Verhoogde niveaus van methylmalonzuur (MMA) zijn het gevolg van erfelijke defecten van enzymen die betrokken zijn bij het MMA-metabolisme of van erfelijke of verworven tekorten aan vitamine B12 (cobalamine) of de metabolieten daarvan in de keten. Verworven voedingstekorten komen veel vaker voor dan erfelijke gebreken en kunnen te wijten zijn aan intestinale malabsorptie, een verstoorde spijsvertering of slechte voeding. Oudere patiënten met cobalaminetekort kunnen zich presenteren met perifere neuropathie, ataxie, verlies van positie en vibratie zintuigen, geheugenstoornissen, depressie en dementie in afwezigheid van anemie. Andere aandoeningen zoals nierinsufficiëntie, hypovolemie en bacteriële overgroei van de dunne darm dragen ook bij tot de mogelijke oorzaken van milde methylmalonzuurremie en acidurie.

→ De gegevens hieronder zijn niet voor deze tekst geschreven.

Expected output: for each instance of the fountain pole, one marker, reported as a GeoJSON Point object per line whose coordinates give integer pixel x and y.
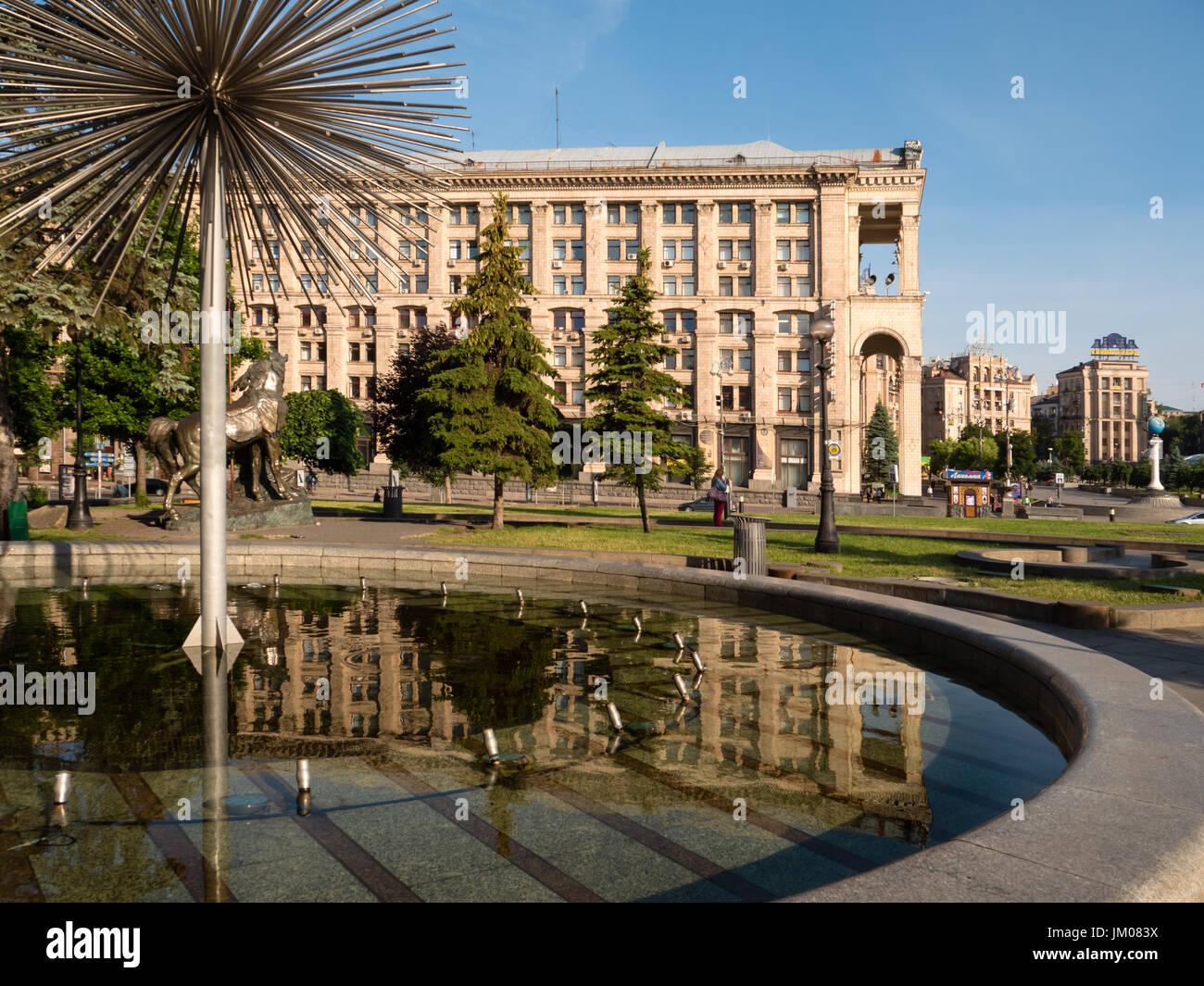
{"type": "Point", "coordinates": [215, 628]}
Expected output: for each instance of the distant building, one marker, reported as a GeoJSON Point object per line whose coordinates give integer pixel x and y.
{"type": "Point", "coordinates": [974, 388]}
{"type": "Point", "coordinates": [746, 241]}
{"type": "Point", "coordinates": [1108, 401]}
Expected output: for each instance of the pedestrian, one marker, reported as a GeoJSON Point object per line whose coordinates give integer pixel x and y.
{"type": "Point", "coordinates": [718, 493]}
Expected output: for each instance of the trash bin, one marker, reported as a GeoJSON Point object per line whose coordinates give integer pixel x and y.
{"type": "Point", "coordinates": [747, 542]}
{"type": "Point", "coordinates": [392, 504]}
{"type": "Point", "coordinates": [16, 521]}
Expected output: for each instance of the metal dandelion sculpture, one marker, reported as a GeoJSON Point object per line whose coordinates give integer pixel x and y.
{"type": "Point", "coordinates": [256, 113]}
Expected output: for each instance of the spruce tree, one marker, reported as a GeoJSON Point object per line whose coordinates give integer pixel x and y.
{"type": "Point", "coordinates": [489, 407]}
{"type": "Point", "coordinates": [630, 389]}
{"type": "Point", "coordinates": [882, 445]}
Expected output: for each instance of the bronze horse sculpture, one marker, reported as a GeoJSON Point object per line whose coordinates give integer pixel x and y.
{"type": "Point", "coordinates": [256, 419]}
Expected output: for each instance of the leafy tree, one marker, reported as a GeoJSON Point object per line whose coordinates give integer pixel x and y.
{"type": "Point", "coordinates": [1071, 449]}
{"type": "Point", "coordinates": [882, 445]}
{"type": "Point", "coordinates": [976, 449]}
{"type": "Point", "coordinates": [629, 389]}
{"type": "Point", "coordinates": [691, 461]}
{"type": "Point", "coordinates": [320, 431]}
{"type": "Point", "coordinates": [28, 354]}
{"type": "Point", "coordinates": [401, 417]}
{"type": "Point", "coordinates": [488, 407]}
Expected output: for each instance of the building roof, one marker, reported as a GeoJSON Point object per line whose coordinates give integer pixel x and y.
{"type": "Point", "coordinates": [758, 153]}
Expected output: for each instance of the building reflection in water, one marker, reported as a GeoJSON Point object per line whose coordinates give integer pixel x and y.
{"type": "Point", "coordinates": [383, 669]}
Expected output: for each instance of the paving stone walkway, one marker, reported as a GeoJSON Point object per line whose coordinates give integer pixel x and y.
{"type": "Point", "coordinates": [1175, 655]}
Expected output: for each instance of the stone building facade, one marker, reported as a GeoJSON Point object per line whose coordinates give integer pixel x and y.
{"type": "Point", "coordinates": [1108, 401]}
{"type": "Point", "coordinates": [746, 243]}
{"type": "Point", "coordinates": [974, 388]}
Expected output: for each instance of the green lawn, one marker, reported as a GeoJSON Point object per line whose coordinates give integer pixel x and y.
{"type": "Point", "coordinates": [861, 555]}
{"type": "Point", "coordinates": [1103, 531]}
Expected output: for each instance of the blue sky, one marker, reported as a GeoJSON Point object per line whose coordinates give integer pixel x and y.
{"type": "Point", "coordinates": [1040, 203]}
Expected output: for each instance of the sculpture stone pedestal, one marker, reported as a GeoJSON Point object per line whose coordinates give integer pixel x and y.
{"type": "Point", "coordinates": [247, 516]}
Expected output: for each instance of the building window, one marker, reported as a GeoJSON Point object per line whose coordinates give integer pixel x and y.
{"type": "Point", "coordinates": [797, 321]}
{"type": "Point", "coordinates": [793, 460]}
{"type": "Point", "coordinates": [735, 456]}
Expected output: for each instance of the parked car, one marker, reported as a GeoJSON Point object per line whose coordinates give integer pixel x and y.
{"type": "Point", "coordinates": [155, 488]}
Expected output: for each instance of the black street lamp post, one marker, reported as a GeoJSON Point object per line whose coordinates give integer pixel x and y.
{"type": "Point", "coordinates": [79, 516]}
{"type": "Point", "coordinates": [826, 540]}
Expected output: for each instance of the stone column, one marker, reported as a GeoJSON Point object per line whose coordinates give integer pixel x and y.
{"type": "Point", "coordinates": [910, 448]}
{"type": "Point", "coordinates": [437, 256]}
{"type": "Point", "coordinates": [707, 249]}
{"type": "Point", "coordinates": [541, 248]}
{"type": "Point", "coordinates": [765, 265]}
{"type": "Point", "coordinates": [909, 253]}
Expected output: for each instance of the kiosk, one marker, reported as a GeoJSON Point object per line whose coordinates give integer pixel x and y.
{"type": "Point", "coordinates": [968, 493]}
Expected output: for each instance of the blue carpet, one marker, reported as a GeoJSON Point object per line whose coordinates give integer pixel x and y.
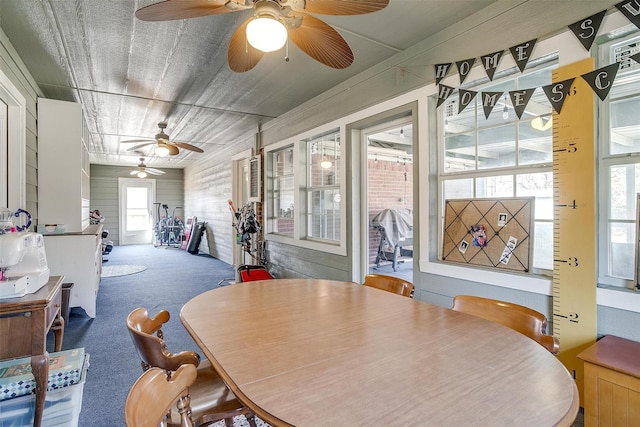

MMA is ook een specifieke diagnostische marker voor de groep aandoeningen die gezamenlijk methylmalonzuurremie worden genoemd en die ten minste 7 verschillende complementatiegroepen omvatten. Twee daarvan (mut0 en mut-) weerspiegelen deficiënties van het apoenzymgedeelte van het enzym methylmalonyl-CoA mutase. Twee andere aandoeningen (CblA en CblB) worden geassocieerd met afwijkingen van de adenosylcobalamine-syntheseroute. CblC, CblD, en CblF deficiënties leiden tot een verminderde synthese van zowel adenosyl- als methylcobalamine.
Sinds de eerste meldingen van deze aandoening in 1967 zijn er wereldwijd duizenden gevallen gediagnosticeerd. Bij screening van pasgeborenen wordt bij ongeveer 1 op de 30.000 levendgeborenen een methylmalonzuurremie vastgesteld. De meest voorkomende klinische verschijnselen zijn neonatale of infantiele metabole ketoacidose, gebrek aan gedijen en ontwikkelingsachterstand. Overmatige eiwitinname kan levensbedreigende episoden van metabole decompensatie veroorzaken en blijft een levenslang risico tenzij de behandeling nauwlettend wordt gevolgd, met inbegrip van serum- en urine-MMA-spiegels.